Calculate the covariance matrix and correlation plot. Comment on any important characteristics for PCA
# Covariance matrix:
print("Stars Covariance Matrix:")
## [1] "Stars Covariance Matrix:"
round(cov(stars), digits = 1)
## Ascension Declination Mag10 Mag_Earth Log_Dist
## Ascension 48.2 4.7 0.1 0.6 -0.1
## Declination 4.7 1730.7 2.4 5.9 -0.7
## Mag10 0.1 2.4 0.7 0.4 0.1
## Mag_Earth 0.6 5.9 0.4 2.8 -0.5
## Log_Dist -0.1 -0.7 0.1 -0.5 0.1
The covariance matrix shows that declination has a much, much larger variance than all the other variables, and log_dist and mag10 have very low variances, below 1, indicating the data needs to be rescaled. If not, declination will dominate the first PC and log_dist and mag10 will be ignored.
ggcorrplot(
corr = cor(stars),
method = "square",
type = "lower",
colors = c("tomato", "white", "steelblue"),
hc.order = T,
ggtheme = theme_test,
lab = T
)
There is a strong correlation between log_dist and mag_earth, but none of the other variables have a strong association. No clear evidence of a linear dependency just from the correlation plot.
Create the scatterplot matrix for the starts. Does there appear to be a problem with multicollinearity?
ggpairs(
data = stars
)
No clear problem with multicollinearity since most of the plots are fairly random.
Using the correlation matrix, perform PCA. How many PCs should be included?
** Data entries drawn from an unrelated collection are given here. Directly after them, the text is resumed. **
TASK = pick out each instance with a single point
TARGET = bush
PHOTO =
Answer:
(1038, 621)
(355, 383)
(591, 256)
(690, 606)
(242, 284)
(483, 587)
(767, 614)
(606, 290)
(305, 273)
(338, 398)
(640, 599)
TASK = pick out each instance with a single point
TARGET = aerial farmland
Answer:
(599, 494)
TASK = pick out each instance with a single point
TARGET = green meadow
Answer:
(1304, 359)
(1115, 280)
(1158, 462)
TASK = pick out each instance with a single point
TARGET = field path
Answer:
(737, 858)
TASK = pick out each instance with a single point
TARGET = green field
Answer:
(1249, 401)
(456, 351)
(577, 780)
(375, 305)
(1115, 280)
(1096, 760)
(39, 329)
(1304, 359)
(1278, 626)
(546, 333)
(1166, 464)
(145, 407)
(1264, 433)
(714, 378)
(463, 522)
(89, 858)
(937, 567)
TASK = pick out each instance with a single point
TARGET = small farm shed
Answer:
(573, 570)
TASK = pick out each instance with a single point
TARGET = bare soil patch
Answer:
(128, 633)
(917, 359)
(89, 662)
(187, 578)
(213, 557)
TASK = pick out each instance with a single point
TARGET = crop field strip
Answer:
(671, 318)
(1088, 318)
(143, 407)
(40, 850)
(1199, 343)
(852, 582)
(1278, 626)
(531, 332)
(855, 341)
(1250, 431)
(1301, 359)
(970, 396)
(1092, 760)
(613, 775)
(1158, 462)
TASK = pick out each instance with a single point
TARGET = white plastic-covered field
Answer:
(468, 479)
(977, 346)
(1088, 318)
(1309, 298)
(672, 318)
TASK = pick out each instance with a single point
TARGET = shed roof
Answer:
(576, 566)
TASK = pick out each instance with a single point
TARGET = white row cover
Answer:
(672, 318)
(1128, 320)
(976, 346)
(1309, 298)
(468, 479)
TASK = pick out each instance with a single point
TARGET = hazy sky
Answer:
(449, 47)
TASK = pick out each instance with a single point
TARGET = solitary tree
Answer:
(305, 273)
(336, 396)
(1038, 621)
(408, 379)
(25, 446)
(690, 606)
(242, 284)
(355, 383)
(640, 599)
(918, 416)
Justify your answer
# Performing PCA
star_pc <-
prcomp(
x = stars,
scale. = T
)
# Creating the scree plot
fviz_screeplot(
star_pc,
choice = "eigenvalue",
geom = "line"
)
Based on the scree plot, there appears to be 4 PCs, and the last PC has a eigenvalue (variance) of 0, indicating that there is a linear dependency in the data.
Let’s check the cumulative variance:
summary(star_pc)
## Importance of components:
## PC1 PC2 PC3 PC4 PC5
## Standard deviation 1.373 1.0784 0.9957 0.9802 1.746e-15
## Proportion of Variance 0.377 0.2326 0.1983 0.1922 0.000e+00
## Cumulative Proportion 0.377 0.6096 0.8078 1.0000 1.000e+00
The first PC has a larger variance than PC2, PC3, and PC4, and those 3 all have about the same variance of about 1. Because the variance of PC2 and PC3 and PC4 are all about the same, if we keep PC2, we should also keep PC3 and PC4. So we should use 4 PCs.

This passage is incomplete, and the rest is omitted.